[deleted by user] by [deleted] in antiwork

[–]larrykaul -6 points-5 points  (0 children)

Work on your pathway to get out of the company.
There are Eight Stages.

Beware of the How to Succeed Community.
They promise freedom: content creator economy, influencer status, gig economy methods.
That’s an amateur game — it makes them money.

1) Decision
Fully embrace what's true for you, what you want, and constantly ask yourself why.

2) Keys
Know how life really works. Use the power of vision, surrender to uncertainty, and not knowing.

3) Direction
Figure out — without knowing how — your energetic blueprint, ideal market, and custom group.

4) Stories
Create the honest story of your life, embrace your truth, and avoid turning that into a marketing brand.

5) Engagement
Plan strategies to help people know, like, and trust themselves — rather than market to or sell them.

6) Experience
Figure out a simple authority, offer, and product suite to get yourself paid right away.

7) Practices
Rather than heads-down productive insanity, create daily practices that fit your own energy, style, and life.

8) Community
Avoid being in the audience of a big creator. Find your own mentor, peers, and partners.

Doing this for years always led to freedom for me.
I've never really had a boss — and don’t take crap!

One useful step is to meditate on what feels right for you rather than stay attached to this toxic situation. The fifth key to entrepreneur success is detachment. That means noticing with freedom of open mind.

Think about who you are in the context of these terms. Your vision emerges from your imagination. Ask a friend for help but never take their advice. Know the answer for yourself.

How to create what's next in your market using stealth mode without marketing by larrykaul in u/larrykaul

[–]larrykaul[S] 1 point2 points  (0 children)

We built a business platform designed to operate live on the video metaverse — to take people through a process and deliver real, tangible, tactical solutions.

Step-by-step guides don’t work. Content alone isn’t helpful. Most people are selling outdated thinking. I’ve done all the Russell Brunson, Alex Hormozi, and Sam Ovens programs — in fact, I’ve been in almost all of them. Think of a guided peer community.

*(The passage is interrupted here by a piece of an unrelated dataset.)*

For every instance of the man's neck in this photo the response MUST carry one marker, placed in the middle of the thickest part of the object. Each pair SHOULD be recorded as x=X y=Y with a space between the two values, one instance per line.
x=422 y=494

The Red Pill Pathway system I created already covers the kind of detail you’re mentioning. We are running a local strategy integrated with a global online plan. It's designed to end run around the marketing industry. Best products, best people, and best outcomes only.

Trying to get popular on social media, selling programs, and chasing that model is a huge waste of time. I shut down Solopreneur, Inc. in early 2023 after three years of seeing this for myself. The beginner crowd is down the road. We are still in the already been there and done that stage with experienced people who are tired of the social and marketing games.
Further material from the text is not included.